Philadelphia-born contralto Marian Anderson (1897–1993) is most remembered for her historic Easter Sunday recital on the steps of the Lincoln Memorial in 1939. As a performer, she is closely associated with African American spirituals, which she described as “my own music,” and even with German lieder, especially by Schubert, “the composer I love best.” An unacknowledged and perhaps unexpected story line in her early career, however, is her embrace of the music of Finnish composer Jean Sibelius (1865–1957).
In 1930, the 33-year-old Anderson embarked upon a tour of Scandinavia that marked the beginning of a special relationship with Norway, Sweden, Denmark, and Finland, where an insatiable fandom, characterized in local newspapers as “Marian fever,” elevated Anderson’s prestige on the continent, boosted her self-confidence, and pushed her into new artistic territory. Through Scandinavian connections, she met Finnish pianist Kosti Vehanen (1887–1957), who became her principal accompanist in the 1930s. Dedicated to promoting the music of fellow Finns, Vehanen introduced Anderson to Sibelius’s songs early in their collaboration. Though his reputation rests primarily on his orchestral music, Sibelius returned repeatedly to the composition of solo art songs, the majority in Swedish. He had a particular attachment to setting texts by Finland’s national poet Johan Ludvig Runeberg (1804–77), including “Flickan kom ifrån sin älsklings möte” (The girl returned from meeting her lover), which Sibelius published as the last of his Five Songs, op. 37. It remains one of his most often performed pieces in the genre. Yet because of language challenges, Sibelius’s songs have largely hovered at the margins of American vocal recital repertory.
On November 13, 1931, Anderson and Vehanen visited the 65-year-old Sibelius’s wooded villa in Järvenpää, 25 miles north of Helsinki, to present some of songs they had been working on. Sibelius responded rapturously to Anderson’s performance of his music, calling for a round of champagne to celebrate. “The only criticism he had to offer,” Vehanen recalled, “was the suggestion, ‘More Marian Anderson and less Sibelius.’” The encounter was impactful for Anderson. She found one of the first Sibelius songs she learned, “Norden,” to be “beautiful,” though “also strange and so foreign to me that I could not quite grasp it.” After communing with Sibelius, she believed that she “had caught a deeper glimpse of the meaning” of this repertory. “It was as if a veil had been lifted,” she described in her autobiography, “and whenever I sang the songs of Sibelius again, I sensed that I was approaching them with fresh understanding.”
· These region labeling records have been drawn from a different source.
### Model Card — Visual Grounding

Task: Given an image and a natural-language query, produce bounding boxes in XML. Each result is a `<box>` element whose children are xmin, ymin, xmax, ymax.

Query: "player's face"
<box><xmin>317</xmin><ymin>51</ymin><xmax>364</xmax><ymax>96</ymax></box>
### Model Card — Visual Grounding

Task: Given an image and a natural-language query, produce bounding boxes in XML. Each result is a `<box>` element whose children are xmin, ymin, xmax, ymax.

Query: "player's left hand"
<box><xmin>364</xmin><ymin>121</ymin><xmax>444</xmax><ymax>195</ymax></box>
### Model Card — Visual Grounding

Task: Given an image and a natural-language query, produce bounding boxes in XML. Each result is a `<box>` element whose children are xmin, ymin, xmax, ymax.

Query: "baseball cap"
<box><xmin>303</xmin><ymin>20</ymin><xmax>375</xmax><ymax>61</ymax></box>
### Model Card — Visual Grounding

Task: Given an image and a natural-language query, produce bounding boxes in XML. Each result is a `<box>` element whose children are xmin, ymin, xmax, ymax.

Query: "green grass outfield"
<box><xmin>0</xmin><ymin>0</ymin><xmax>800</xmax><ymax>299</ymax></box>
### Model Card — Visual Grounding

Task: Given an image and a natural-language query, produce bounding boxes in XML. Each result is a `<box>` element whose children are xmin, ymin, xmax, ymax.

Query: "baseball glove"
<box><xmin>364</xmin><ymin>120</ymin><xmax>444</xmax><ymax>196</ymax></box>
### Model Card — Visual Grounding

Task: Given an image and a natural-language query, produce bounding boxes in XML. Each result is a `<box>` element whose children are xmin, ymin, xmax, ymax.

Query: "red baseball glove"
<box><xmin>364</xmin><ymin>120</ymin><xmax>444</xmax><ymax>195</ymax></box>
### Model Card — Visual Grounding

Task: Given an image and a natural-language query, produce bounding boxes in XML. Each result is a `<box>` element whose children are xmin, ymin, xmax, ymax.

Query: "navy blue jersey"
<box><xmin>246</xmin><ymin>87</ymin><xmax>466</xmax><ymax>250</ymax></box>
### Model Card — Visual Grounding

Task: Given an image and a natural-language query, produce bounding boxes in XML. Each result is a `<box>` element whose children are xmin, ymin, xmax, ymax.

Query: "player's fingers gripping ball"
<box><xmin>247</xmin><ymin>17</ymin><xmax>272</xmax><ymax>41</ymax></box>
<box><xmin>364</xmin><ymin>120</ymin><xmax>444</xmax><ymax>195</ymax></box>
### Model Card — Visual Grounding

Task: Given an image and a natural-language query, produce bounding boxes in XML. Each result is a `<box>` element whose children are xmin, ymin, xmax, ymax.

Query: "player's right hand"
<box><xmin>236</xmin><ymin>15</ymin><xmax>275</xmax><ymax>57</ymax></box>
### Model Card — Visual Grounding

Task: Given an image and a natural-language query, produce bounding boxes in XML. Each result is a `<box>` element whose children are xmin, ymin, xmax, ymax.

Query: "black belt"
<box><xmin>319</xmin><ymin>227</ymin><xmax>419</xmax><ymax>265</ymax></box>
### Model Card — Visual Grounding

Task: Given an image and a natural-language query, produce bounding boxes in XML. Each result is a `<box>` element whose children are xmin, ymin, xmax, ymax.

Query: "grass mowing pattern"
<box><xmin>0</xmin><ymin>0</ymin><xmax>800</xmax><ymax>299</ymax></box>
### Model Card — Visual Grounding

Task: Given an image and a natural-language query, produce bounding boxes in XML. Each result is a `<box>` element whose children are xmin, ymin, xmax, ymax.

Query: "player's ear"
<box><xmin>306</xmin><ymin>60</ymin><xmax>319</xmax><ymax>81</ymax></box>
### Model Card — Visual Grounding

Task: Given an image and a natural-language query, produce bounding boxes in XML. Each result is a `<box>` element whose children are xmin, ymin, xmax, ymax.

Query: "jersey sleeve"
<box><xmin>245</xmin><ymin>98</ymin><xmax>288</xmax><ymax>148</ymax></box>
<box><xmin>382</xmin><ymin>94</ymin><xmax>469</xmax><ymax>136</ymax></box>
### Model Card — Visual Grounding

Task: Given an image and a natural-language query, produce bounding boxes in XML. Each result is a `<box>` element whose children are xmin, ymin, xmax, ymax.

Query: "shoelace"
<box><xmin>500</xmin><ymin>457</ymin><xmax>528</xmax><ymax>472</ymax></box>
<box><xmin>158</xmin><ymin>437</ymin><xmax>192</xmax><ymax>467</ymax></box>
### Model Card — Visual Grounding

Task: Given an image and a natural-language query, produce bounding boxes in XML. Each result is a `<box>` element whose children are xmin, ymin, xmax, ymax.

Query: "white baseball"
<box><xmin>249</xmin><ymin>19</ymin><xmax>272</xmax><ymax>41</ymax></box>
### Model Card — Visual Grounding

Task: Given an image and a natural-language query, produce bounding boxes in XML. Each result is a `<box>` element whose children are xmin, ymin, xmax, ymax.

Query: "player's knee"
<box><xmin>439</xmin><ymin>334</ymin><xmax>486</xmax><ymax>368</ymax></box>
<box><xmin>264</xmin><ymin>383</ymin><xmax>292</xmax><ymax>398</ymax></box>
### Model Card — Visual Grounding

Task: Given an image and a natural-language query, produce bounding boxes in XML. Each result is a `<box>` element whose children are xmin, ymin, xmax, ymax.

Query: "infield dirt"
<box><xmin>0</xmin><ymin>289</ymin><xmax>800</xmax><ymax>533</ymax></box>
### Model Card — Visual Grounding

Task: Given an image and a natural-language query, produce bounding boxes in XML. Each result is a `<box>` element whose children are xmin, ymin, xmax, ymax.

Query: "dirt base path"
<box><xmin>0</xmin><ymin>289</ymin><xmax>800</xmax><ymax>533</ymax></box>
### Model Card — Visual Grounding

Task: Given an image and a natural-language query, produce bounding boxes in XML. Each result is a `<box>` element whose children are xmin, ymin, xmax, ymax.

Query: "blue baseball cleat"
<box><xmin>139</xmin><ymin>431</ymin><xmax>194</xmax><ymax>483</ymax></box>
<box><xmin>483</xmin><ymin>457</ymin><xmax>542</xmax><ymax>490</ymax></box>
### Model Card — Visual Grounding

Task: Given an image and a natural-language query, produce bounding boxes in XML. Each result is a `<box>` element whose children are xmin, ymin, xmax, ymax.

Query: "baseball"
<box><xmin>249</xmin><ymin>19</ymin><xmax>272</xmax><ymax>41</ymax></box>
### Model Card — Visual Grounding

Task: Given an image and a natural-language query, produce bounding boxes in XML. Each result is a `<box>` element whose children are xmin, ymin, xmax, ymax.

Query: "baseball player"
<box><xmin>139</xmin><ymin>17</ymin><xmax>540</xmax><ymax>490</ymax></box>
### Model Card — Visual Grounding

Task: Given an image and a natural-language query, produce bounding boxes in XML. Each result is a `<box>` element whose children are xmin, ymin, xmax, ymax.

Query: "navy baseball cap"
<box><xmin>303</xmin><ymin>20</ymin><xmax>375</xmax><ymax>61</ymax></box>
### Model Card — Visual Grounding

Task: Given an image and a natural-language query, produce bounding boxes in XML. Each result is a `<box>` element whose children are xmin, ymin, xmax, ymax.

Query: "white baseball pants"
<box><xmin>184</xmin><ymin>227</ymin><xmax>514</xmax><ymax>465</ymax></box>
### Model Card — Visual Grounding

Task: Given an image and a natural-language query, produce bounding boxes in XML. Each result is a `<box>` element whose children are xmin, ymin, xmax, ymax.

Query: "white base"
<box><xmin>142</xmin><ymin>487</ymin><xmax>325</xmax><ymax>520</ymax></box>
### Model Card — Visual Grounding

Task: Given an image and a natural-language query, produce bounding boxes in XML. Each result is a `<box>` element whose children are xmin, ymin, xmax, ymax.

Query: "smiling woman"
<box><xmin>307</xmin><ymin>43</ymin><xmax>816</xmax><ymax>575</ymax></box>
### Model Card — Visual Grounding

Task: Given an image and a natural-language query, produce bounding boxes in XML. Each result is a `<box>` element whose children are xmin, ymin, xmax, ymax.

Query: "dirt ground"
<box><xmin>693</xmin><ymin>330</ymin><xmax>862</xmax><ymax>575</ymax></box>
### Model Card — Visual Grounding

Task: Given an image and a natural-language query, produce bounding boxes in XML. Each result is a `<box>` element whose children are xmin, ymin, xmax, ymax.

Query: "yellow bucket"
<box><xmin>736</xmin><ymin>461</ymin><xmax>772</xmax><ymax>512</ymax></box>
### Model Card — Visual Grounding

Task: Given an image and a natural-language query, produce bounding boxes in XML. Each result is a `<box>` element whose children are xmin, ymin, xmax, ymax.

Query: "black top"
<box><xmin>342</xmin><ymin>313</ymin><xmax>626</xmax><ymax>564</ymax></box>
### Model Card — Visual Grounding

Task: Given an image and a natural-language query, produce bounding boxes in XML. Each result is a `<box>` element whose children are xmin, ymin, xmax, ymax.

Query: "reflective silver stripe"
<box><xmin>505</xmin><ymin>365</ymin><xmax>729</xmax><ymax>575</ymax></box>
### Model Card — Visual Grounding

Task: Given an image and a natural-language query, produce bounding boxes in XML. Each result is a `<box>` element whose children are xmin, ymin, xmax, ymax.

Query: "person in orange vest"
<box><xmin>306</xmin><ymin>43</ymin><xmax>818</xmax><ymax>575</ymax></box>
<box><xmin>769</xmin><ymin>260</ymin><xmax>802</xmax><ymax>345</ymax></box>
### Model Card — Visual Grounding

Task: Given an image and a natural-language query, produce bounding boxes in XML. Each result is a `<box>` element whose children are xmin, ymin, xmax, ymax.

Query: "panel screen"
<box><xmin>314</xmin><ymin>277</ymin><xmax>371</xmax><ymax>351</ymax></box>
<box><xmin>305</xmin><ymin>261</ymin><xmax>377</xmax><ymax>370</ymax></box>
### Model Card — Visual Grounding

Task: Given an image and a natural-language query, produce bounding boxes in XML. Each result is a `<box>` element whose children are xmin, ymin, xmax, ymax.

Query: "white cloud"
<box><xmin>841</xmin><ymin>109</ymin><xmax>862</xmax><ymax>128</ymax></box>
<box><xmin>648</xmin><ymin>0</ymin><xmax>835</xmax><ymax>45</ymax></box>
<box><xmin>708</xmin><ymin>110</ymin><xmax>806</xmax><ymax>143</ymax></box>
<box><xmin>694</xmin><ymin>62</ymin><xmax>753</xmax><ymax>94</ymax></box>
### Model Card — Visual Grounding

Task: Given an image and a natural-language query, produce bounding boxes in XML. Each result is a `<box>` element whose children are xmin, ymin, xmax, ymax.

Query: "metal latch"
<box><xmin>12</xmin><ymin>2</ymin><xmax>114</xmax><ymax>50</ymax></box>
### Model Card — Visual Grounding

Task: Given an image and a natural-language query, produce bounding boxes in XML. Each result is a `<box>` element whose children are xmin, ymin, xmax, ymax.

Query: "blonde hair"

“Flickan kom ifrån sin älsklings möte” was not one of the songs that Anderson workshopped with Sibelius, though when she began to record his songs in February 1936—ten in all that year alone—it was among the very first she brought into the studio (on Feb. 6, accompanied by Vehanen). She became the first vocalist to record the song in Swedish. Runeberg’s poem unfolds as a series of mother-daughter conversations that at a deeper level capture an undercurrent of eroticism in the young girl’s emotional tangle of secretly awakened passion and lingering vulnerability. There are strong echoes of Tchaikovsky in the late romantic musical language of Sibelius’s piano part. The expansive melody offers glimpses of both the rich coloring of Anderson’s lower range—which extended another octave below—and her powerful upper register, heard at the song’s climax. Sibelius’s persistently declarative rendering of the dialogue-driven poem complements Anderson’s role as a nuanced storyteller whose voice progresses from the crisp brightness of the opening two stanzas, through the rising turmoil of the minor mode third stanza, to darker hues of resignation in the notably expressive final bars that suggest a regretful fall from innocence.
Anderson’s immersion in Sibelius’s music reflected her commitment to singing in the native language of her audience—even if it meant performing Brahms’s Alto Rhapsody translated into Hebrew, as she did during her 1955 tour of Israel. It also pointed the way toward Anderson’s long-overlooked contributions as a pioneering interpreter of Sibelius’s art songs, both within and beyond Scandinavia.